– Дуем! – сдавленно крикнул Пакля и первым припустился по овражку. Пельмень скакал за ним, отставая и переваливаясь на кочках. Он дышал громко, в голос, будто стонал. Впрочем, корова их не преследовала, лишь неотрывно смотрела вслед убегающим.
Уже во дворе Пакля притянул приятеля за шиворот и зловеще проговорил:
– Никому ни слова! Понял? Никому! Ни слова!
* * *
Кирилл и не подозревал, что три дня – настолько мимолетный срок. Хотя время вообще штука непостоянная. Когда ждал, бывало, три дня до начала каникул – это была вечность. Но сейчас речь шла не о каникулах, и время съежилось в краткий промежуток, которого хватило лишь на несколько судорожных движений.
Движения оказались бесполезными, и никакого чуда, конечно, не произошло. Назавтра намечалась встреча под памятником. Завтра придет волосатый Дрын, придут и его мазутники. Дрын выкатит зубы и скажет: «Ну?» И вся его свора тоже скажет «Ну?» и при этом будет глядеть нагло и требовательно.
А Кирилл будет один. И без денег. Ему останется только почесываться и бормотать глупые оправдания.
Заболеть, что ли, спрятаться в больнице? Ногу, например, себе сломать? Или потребовать у военкома, чтоб срочно отправил в армию...
Наступало время расплаты за неосторожно сказанные слова. Как говорится, время разбрасывать камни – и время уворачиваться от камней.

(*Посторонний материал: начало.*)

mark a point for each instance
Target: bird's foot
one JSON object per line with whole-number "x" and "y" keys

Накануне вечером Кирилл сидел дома один. Часовая стрелка тихо, но безжалостно отнимала у него час за часом. Приближался миг, когда спокойный и уравновешенный мир для Кирилла рухнет. Скоро спать. Ночь пролетит незаметно. И, проснувшись, Кирилл окажется лицом к лицу с первым в жизни настоящим позором.

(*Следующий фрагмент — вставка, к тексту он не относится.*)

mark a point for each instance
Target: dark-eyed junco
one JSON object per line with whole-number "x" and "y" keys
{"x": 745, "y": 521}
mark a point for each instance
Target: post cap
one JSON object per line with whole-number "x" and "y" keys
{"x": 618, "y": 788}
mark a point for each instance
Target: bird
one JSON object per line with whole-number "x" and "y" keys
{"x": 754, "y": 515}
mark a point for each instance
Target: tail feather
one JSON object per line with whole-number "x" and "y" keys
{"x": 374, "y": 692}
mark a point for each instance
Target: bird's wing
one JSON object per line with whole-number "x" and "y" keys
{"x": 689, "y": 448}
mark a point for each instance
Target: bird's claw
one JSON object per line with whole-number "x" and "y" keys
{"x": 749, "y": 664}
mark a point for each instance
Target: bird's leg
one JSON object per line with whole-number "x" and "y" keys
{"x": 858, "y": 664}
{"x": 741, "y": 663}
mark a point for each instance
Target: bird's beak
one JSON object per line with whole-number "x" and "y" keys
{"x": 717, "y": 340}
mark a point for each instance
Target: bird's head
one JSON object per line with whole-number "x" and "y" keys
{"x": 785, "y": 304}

Не считая еще шансов прилично получить от Промзавода по шее, да не один раз. Впрочем, этого он меньше всего боялся – не привыкать. Но позор – позор всей Гимназии перед Промзаводом, причем по его вине – к этому не очень-то привыкнешь.

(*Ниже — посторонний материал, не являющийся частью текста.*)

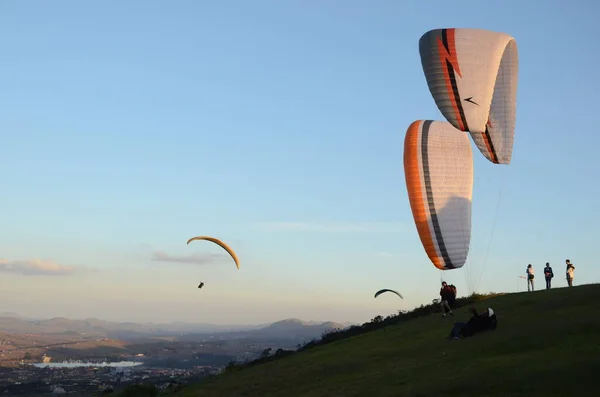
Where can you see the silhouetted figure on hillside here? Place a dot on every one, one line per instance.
(478, 322)
(548, 275)
(448, 295)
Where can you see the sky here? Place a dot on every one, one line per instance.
(278, 126)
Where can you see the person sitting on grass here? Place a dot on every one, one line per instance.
(478, 322)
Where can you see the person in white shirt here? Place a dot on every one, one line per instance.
(570, 272)
(530, 275)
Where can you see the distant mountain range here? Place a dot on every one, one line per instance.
(92, 327)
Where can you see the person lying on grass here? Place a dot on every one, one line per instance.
(477, 323)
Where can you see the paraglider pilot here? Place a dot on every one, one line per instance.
(448, 294)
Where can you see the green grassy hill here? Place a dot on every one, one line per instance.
(547, 344)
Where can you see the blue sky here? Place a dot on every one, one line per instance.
(278, 126)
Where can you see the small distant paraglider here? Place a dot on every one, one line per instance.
(221, 244)
(381, 291)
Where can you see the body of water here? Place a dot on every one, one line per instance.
(75, 364)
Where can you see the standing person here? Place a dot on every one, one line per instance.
(570, 272)
(548, 274)
(447, 295)
(530, 275)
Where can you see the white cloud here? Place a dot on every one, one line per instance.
(36, 267)
(334, 227)
(198, 259)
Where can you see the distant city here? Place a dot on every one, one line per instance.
(64, 356)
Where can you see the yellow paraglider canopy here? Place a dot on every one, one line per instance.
(222, 244)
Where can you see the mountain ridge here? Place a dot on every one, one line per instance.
(94, 327)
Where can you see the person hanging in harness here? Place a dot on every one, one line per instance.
(448, 295)
(478, 322)
(548, 275)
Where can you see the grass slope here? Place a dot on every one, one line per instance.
(547, 343)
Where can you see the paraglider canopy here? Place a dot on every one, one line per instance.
(381, 291)
(220, 243)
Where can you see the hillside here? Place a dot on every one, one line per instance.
(547, 343)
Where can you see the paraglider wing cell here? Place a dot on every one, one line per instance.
(388, 290)
(221, 244)
(438, 168)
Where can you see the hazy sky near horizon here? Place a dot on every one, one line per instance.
(128, 127)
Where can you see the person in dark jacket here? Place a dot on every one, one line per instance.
(448, 294)
(478, 322)
(548, 274)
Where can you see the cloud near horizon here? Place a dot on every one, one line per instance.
(40, 267)
(334, 227)
(197, 259)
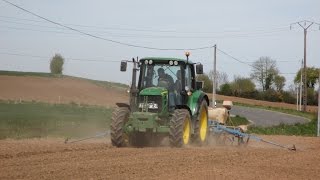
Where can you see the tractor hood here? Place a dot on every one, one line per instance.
(153, 91)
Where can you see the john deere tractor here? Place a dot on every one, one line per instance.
(166, 102)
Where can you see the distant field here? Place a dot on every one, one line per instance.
(29, 120)
(47, 88)
(42, 74)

Все же у него оставался еще шанс. Правда, такой шанс, о котором Кирилл и думать боялся. Но на улице воцарялся вечер, стрелки на часах уже сложились в кривую беспощадную усмешку. Пришел момент, когда Кирилл понял: кроме этого последнего ужасного варианта, у него нет ничего. Ровным счетом ничего.
Он поставил у шкафа табуретку и открыл дверцу антресоли. Просунул руку под мешанину старых брюк, драных полотенец, отрезов ушедшей из моды материи и нащупал жестяную коробочку. В ней лежали деньги. Несколько солидных, чуть потертых бумажек.